Если скрупулезно заняться поисками момента, когда между преданными друзьями наметилась первая трещина, то придется признать «точкой отсчета» конец 1872 года. Тогда стало уже ясно, что «байройтские планы» перестали быть планами,
а превращались в реальность. «Трибшеновская идиллия» осталась позади. В Трибшене Вагнер предстал перед Ницше одиноким и непонятым гением, страдающим от враждебного общества, как и он сам. Ныне перед композитором разворачивалась перспектива всеобщего признания и преклонения. Казалось, его дело одержало решительную победу. Из кумира Ницше Вагнер превратился в кумира толпы. А в представлении Ницше он был обязан оставаться одиноким. В этом смысле показателен один случай. Еще 22 декабря 1870 года Ницше приехал в Трибшен на Рождество. Он привез Вагнеру подарок — офорт Альбрехта Дюрера «Рыцарь, Смерть и Дьявол». Позднее в своей книге «Рождение трагедии» Ницше написал к этому подарку красноречивый комментарий: «Ум, чувствующий себя одиноким, безнадежно одиноким, не найдет себе лучшего символа, чем „Рыцарь“ Дюрера, который, в сопровождении своей лошади и собаки, следует по пути ужаса, не думая о своих страшных спутниках, не озаренный никакой надеждой. Шопенгауэр был именно рыцарем Дюрера: у него в душе не было никакой надежды, но он стремился к истине. Другого, подобного ему, нет на свете»[479]. В рождественские дни 1870 года Вагнер был уже всецело поглощен «байройтской идеей», постройкой своего театра, но для Ницше оставался олицетворением одинокого дюреровского «Рыцаря». И вот «рыцарь» вместо своей страшной «свиты» в лице Смерти и Дьявола получает в распоряжение настоящий «королевский двор» поклонников и меценатов! Ницше в ужасе отшатнулся.
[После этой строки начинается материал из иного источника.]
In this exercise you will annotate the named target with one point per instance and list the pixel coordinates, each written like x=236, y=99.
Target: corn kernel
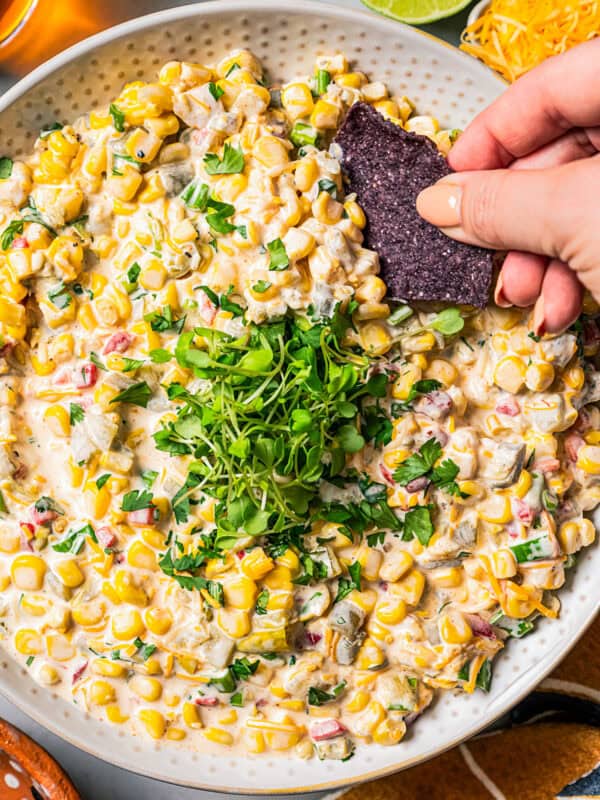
x=153, y=721
x=375, y=338
x=149, y=689
x=127, y=624
x=325, y=115
x=102, y=693
x=68, y=572
x=158, y=620
x=219, y=736
x=509, y=374
x=27, y=572
x=454, y=629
Он не желал «делить» Вагнера ни с кем.Однако в самый последний момент «байройтское дело» вновь оказалось под угрозой. Денег, собранных добровольными меценатами, катастрофически не хватало. Когда Вагнер вновь очутился на краю пропасти, Ницше почувствовал свою нужность. Он написал «Воззвание к немецкому народу» в поддержку постройки вагнеровского театра, в поддержку вагнеровского искусства, но не нашел понимания даже в среде ближайшего окружения композитора, посчитавшего «Воззвание» «слишком напыщенным», «слишком серьезным», «подобием монашеской проповеди». Ницше был по-настоящему оскорблен. Даже одобрение самого Вагнера уже ничего не могло изменить. Вернувшись в Базель, он замкнулся в себе. Впервые «вагнеровское дело», победы которого он так страстно желал, предстало перед ним в «образе врага».
В дальнейшем пропасть между ними только расширялась. При этом вина за разрыв лежит не на одном Вагнере с его эгоцентризмом и тиранией. Ницше мало чем отличался от старшего друга. В своих сочинениях и письмах Ницше, как и Вагнер, предстает сплошь состоящим из противоречий и сводит личные счеты, доводя собственные обиды до общечеловеческих масштабов.
Так, например, по поводу «Парсифаля», окончательно поставившего крест на отношениях Вагнера и Ницше (лично они не встречались с ноября 1876 года), последний писал художнику и писателю Рейнгарду фон Зейдлицу (Seydlitz
) 4 января 1878 года, после получения фрагментов партитуры и недавно вышедшей из печати поэмы: «Вчера ко мне прибыл присланный Вагнером „Парсифаль“. Впечатление от первого прочтения: скорее Лист, чем Вагнер, дух контрреформации. Для меня, слишком привыкшего к греческому, человечески всеобщему (вспомним, что именно такими рисовались идеалы искусства будущего и самому Вагнеру, в частности в его „Искусстве и революции“. — М. З.), всё это чересчур ограничено христианской эпохой; психология сугубо фантастическая; никакой плоти и чересчур много крови (в особенности во время причастия чрезмерная, на мой вкус, наблюдается полнокровность); кроме того, я не люблю истеричных баб… Однако ситуации и их последовательность — разве это не высочайшая поэзия? Разве это не последний вызов музыки?»[480] А вот письмо Ницше своему другу-композитору Генриху Кёзелицу (Köselitz) от 21 января 1887 года: «На днях я впервые услышал вступление к „Парсифалю“… создавал ли Вагнер что-либо лучшее!.. Подобное есть только у Данте и больше нигде. Найдем ли мы хоть у одного живописца такой печальный взор любви, какой нарисовал Вагнер последними акцентами своей увертюры?»[481]